Thanks very much for the thorough explanation, I will add tm:trt1 to
my
model to see expression changes in two condition.
Best wishes,
On Tue, Mar 20, 2012 at 7:51 PM, James W. MacDonald <jmacdon@uw.edu>
wrote:
> Hi Xuan,
>
>
> On 3/20/2012 2:13 PM, shao chunxuan wrote:
>
>> Hi Jim,
>>
>> Thanks for the reply, but I still have few more questions on the
>> regression model of limma.
>>
>> Time points are not evenly spreaded, the real experiments like
this:
>>
>> xx.1 <- c(0.5,1,3,6,12,24,72)
>> time <- rep(xx.1,2)
>>
>> The design matrix is
>> trt <- factor(rep(0:1, each = 7))
>> design=model.matrix(~time+trt)
>> colnames(design) <- c("Intercept","time","treat")
>>
>> > design
>> Intercept time treat
>> 1 1 0.5 0
>> 2 1 1.0 0
>> 3 1 3.0 0
>> 4 1 6.0 0
>> 5 1 12.0 0
>> 6 1 24.0 0
>> 7 1 72.0 0
>> 8 1 0.5 1
>> 9 1 1.0 1
>> 10 1 3.0 1
>> 11 1 6.0 1
>> 12 1 12.0 1
>> 13 1 24.0 1
>> 14 1 72.0 1
>> attr(,"assign")
>> [1] 0 1 2
>> attr(,"contrasts")
>> attr(,"contrasts")$trt
>> [1] "contr.treatment"
>>
>> Here is my understanding of what happens in limma
>>
>> In this case, Iimma is supposed to fit:
>> y=p0 + p1*time + p2*treat, and y=p0 + p1*time,
>> while time is quantitative variable, treat is group variable.

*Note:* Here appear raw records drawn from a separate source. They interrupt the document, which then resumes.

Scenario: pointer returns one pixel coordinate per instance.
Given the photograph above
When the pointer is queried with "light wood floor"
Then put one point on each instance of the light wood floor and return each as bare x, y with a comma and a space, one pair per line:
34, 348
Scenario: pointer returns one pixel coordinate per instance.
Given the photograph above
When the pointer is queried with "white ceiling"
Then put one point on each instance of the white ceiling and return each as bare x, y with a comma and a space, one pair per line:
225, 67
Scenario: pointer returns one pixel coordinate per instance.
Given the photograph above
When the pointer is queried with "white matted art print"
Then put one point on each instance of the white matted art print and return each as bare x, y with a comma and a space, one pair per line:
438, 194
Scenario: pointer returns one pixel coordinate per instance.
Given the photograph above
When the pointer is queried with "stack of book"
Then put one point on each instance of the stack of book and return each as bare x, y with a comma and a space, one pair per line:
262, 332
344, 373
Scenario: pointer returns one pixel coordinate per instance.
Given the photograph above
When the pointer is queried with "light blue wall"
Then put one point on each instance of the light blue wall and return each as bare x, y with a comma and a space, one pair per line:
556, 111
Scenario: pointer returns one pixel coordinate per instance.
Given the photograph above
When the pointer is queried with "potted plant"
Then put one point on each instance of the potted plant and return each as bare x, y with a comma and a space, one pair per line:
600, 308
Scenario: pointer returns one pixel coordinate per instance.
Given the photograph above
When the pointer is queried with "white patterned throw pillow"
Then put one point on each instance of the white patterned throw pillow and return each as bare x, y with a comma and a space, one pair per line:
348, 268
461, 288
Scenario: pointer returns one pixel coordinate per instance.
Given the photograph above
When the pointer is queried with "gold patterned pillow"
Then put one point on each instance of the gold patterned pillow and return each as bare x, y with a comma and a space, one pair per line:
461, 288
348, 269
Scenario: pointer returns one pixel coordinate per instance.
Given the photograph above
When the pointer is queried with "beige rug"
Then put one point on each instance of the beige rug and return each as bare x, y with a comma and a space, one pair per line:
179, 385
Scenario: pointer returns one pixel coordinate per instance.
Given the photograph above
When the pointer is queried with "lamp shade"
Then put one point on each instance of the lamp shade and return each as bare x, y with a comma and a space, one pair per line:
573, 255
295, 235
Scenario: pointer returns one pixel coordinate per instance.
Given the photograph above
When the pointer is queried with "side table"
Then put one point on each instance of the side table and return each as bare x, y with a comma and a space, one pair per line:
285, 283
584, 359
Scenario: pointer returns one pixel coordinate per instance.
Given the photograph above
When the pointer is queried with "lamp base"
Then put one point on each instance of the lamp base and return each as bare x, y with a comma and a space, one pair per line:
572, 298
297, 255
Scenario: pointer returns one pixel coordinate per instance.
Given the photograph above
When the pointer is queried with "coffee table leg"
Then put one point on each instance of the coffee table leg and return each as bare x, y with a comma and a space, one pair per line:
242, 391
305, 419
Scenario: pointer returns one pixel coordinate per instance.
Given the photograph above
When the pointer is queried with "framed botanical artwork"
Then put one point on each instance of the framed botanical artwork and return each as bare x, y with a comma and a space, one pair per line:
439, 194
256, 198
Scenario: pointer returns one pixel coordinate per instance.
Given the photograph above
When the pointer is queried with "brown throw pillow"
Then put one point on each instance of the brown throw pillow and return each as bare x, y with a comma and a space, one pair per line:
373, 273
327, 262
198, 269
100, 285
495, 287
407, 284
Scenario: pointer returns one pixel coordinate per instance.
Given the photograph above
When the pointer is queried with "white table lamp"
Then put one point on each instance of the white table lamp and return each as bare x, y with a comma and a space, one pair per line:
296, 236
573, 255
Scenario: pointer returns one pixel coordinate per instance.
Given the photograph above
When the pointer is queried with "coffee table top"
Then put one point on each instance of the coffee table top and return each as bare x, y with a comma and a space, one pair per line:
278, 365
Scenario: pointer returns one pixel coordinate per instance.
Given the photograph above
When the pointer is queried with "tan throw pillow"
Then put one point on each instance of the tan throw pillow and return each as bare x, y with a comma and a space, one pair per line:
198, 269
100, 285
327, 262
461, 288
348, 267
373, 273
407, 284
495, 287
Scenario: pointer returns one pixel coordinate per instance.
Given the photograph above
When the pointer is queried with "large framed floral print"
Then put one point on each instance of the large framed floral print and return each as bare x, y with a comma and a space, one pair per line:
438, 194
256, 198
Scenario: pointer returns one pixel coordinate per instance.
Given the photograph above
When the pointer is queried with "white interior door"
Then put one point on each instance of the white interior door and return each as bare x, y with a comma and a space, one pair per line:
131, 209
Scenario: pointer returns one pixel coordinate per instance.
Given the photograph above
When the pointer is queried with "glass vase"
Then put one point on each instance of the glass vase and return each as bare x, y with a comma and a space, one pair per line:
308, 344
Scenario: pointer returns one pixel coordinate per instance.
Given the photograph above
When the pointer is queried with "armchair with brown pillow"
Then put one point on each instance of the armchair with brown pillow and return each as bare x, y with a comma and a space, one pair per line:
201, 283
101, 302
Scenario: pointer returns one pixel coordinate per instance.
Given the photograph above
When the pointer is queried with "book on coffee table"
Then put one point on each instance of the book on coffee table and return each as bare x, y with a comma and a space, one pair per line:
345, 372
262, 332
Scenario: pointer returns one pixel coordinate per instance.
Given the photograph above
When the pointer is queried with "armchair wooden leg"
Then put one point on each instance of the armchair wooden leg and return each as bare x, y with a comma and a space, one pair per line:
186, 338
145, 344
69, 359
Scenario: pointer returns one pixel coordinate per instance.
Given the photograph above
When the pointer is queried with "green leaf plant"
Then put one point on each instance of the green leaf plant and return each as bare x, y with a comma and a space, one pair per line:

>> A F-statistic will be calculated and the corresponding pvalue will
be
>> used to determine significance.
>>
>> Is it right to understand in this way?
>>
>> The implementation is :
>> fit <- lmFit(ts.data, design) ## ts.data is the time-course data.
>> fit <- eBayes(fit)
>> xx.1 <- topTable(fit, coef="treat", adjust="BH")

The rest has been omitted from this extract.